III. Le jugement rendu le 4 août 2014, rectifié le 15 août 2014, par le Tribunal correctionnel de l’arrondissement de La Broye et du Nord vaudois est confirmé selon le dispositif suivant :
"I. constate que G.________ s’est rendu coupable de vol en bande et par métier, dommage à la propriété et violation de domicile ; II. condamne G.________ à une peine privative de liberté de 12 (douze) mois, sous déduction de 20 jours de détention avant jugement ;
III. suspend l’exécution de la peine privative de liberté et fixe à G.________ un délai d’épreuve de 3 (trois) ans ;
IV. subordonne le sursis accordé à G.________ à la poursuite du traitement psychiatrique et médical ;
V. – VII. inchangés ;
VIII. prend acte pour valoir jugement de la reconnaissance de dette et de l’engagement de remboursement souscrits par G.________ et Q.________ à l’égard de la Fondation X., dont la teneur est la suivante : « G. et Q.________ se reconnaissent débiteurs de la Fondation X., sise à [...], avenue [...], solidairement de la somme de 1'500 fr. (mille cinq cents francs). G. et Q.________ s’engagent à verser des acomptes chacun de 100 fr. (cent francs) par mois, dès le 1er septembre 2014, sur le compte dont les coordonnées seront transmises aux défenseurs des prévenus par Me Taulant Avdija. » ; IX. – XVI. inchangés ;
XVII. arrête l’indemnité de Me Véronique Fontana, en sa qualité de défenseur d’office de G., à 12'857 fr. 40 (douze mille huit cent cinquante-sept francs et quarante centimes), débours et TVA compris, sous déduction d’une avance de 8’946 fr. (huit mille neuf cent quarante-six francs) déjà versée; XVIII. inchangé ; XIX. met une partie des frais par 20'197 fr. 75 (vingt mille cent nonante sept francs et septante-cinq centimes), y compris l’indemnité allouée sous chiffre XVII, à la charge de G.; XX. – XXII. inchangés."

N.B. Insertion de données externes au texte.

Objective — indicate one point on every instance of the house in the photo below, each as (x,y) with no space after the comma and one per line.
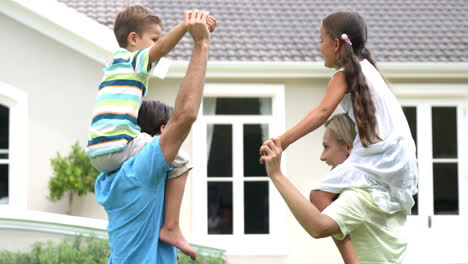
(265,73)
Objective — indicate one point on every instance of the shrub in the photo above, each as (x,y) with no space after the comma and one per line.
(73,173)
(80,250)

IV. Une indemnité de défenseur d'office pour la procédure d'appel d'un montant de 1'350 fr. (mille trois cent cinquante francs), TVA et débours inclus, est allouée à Me Véronique Fontana.
V. Les frais d'appel, par 8'770 fr., y compris l'indemnité d'office prévue sous chiffre IV ci-dessus, sont mis par moitié, soit 4'385 fr., à la charge de G.________, le solde étant laissé à la charge de l’Etat.
VI. G.________ ne sera tenu de rembourser à l’Etat le montant de l’indemnité allouée en faveur de son défenseur d’office prévue au ch. IV ci-dessus que lorsque sa situation financière le permettra.
VII. Le jugement motivé est exécutoire.
Le président : La greffière :
Du 4 septembre 2015
Le dispositif du jugement qui précède est communiqué à l’appelant et aux autres intéressés.
La greffière :
Du
Ministère public central,
Office fédéral de la police,
par l'envoi de photocopies.
Le présent jugement peut faire l'objet d'un recours en matière pénale devant le Tribunal fédéral au sens des art. 78 ss LTF (loi du 17 juin 2005 sur le Tribunal fédéral ; RS 173.110). Ce recours doit être déposé devant le Tribunal fédéral dans les trente jours qui suivent la notification de l'expédition complète (art. 100 al. 1 LTF).
En vertu de l’art. 135 al. 3 let. b CPP, le présent jugement peut, en tant qu'il concerne l’indemnité d’office, faire l’objet d’un recours au sens des art. 393 ss CPP devant le Tribunal pénal fédéral (art. 37 al. 1 et 39 al. 1 LOAP [Loi fédérale du 19 mars 2010 sur l’organisation des autorités fédérales; RS 173.71]. Ce recours doit être déposé devant le Tribunal pénal fédéral dans un délai de dix jours dès la notification de l’arrêt attaqué (art. 396 al. 1 CPP).